È esattamente la sfida che Bloch riassume nella sua Apologia della storia perché la realtà che ha davanti (la Francia occupata, il nazismo trionfante, l’esaltazione nazionalista, il razzismo crescente, l’odio per lo straniero,…) chiede che si lavori per costruire uno strumento in grado di contrastare quei sentimenti. Ma ciò che lo muove non è solo l’urgenza di una condizione esterna.
Negli anni Bloch è venuto affinando una sua sensibilità.
Da tempo (almeno dall’inizio degli anni ’30) è convinto che le istituzioni umane siano delle realtà di carattere psicologico e che un gruppo umano, una classe sociale esistano per l’idea e per l’immagine che danno di se stesse a se stesse. Questo perché se la storia umana è comprensibile se affrontata come storia della mentalità
Ne discende che il racconto della storia non è elencare fatti e metterli in ordine. Il racconto della storia è misurarsi con il carattere multiplo della realtà umana. Dunque ricostruire la scena della storia vuol dire pensare per problemi.
Nel caso della storia della mentalità significa non pensare per compartimenti a lato o accanto ad altri compartimenti (come la storia politica, la storia economica o la storia delle istituzioni), ma affrontare la storia di come le persone (singolarmente e quando si riconoscono appartenenti a un gruppo) raccontano se stesse e soprattutto il valore identitario che affidano a quella ricostruzione.

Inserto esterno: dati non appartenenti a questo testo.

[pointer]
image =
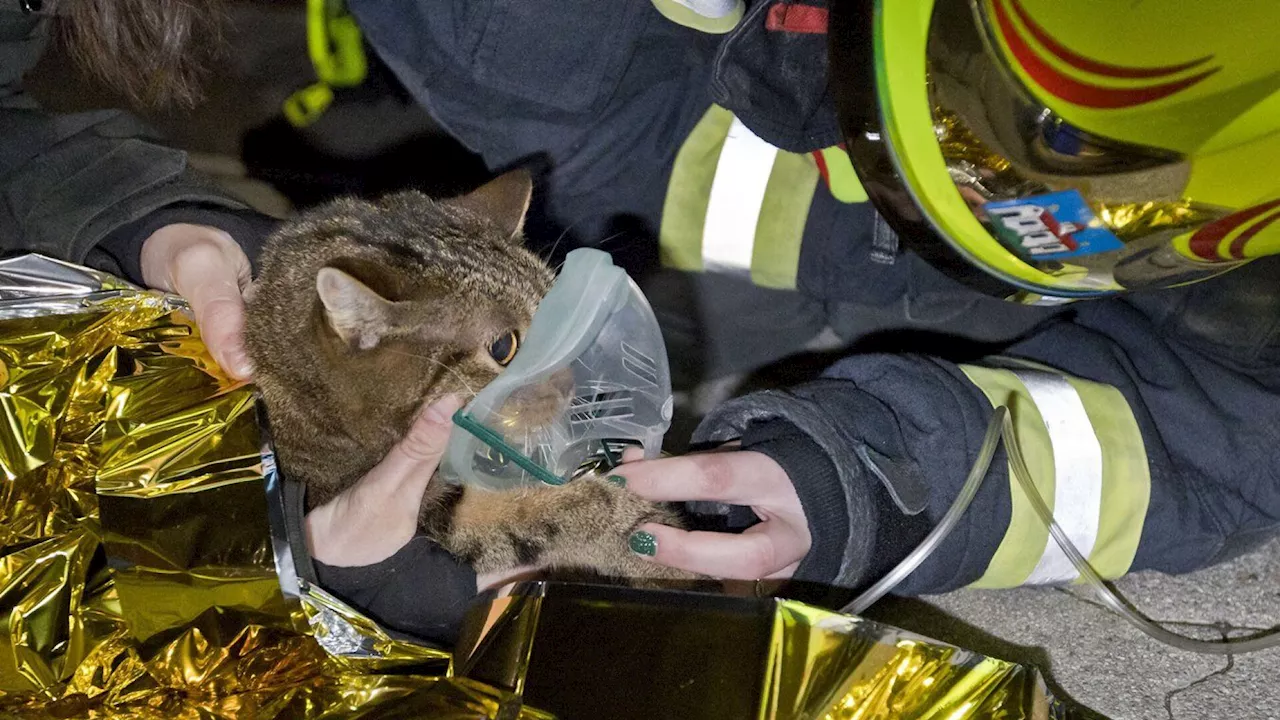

Una suggestione che Bloch riprende da uno studio di Maurice Halbwachs.
Storia della mentalità implica caricarsi di domande per cercare di mettere in ordine e dare senso o spessore a comportamenti, convinzioni, decisioni e azioni in un tempo, non solo per capire quel tempo (e con ciò le paure, che lo connotano, per esempio), ma darsi un profilo di domande che riguardano il nostro tempo ora.
«Il virus della Peste Nera – scrive Bloch – fu la principale causa dello spopolamento dell’Europa, Ma l’epidemia poté propagarsi così rapidamente solo per certe condizioni sociali, e quindi mentali, psicologiche, nella loro natura profonda: gli effetti economici e morali della “ grande mortalità”, che innanzi tutto ci interessano, si spiegano solo con predisposizioni precedenti, specifiche, dell’intelligenza e della sensibilità collettive» [Apologia della storia, p. 311].
Così tanto per capire che nel febbraio 2020 non ci ha agguantato l’ultima figura del Medio Evo o un complotto. E che se vogliamo capire qualcosa è al nostro bagaglio mentale, culturale, in atto allora (e anche ora, aggiungo), comunque attivo e operante nella nostra mente, che occorre prestare attenzione e volgere lo sguardo.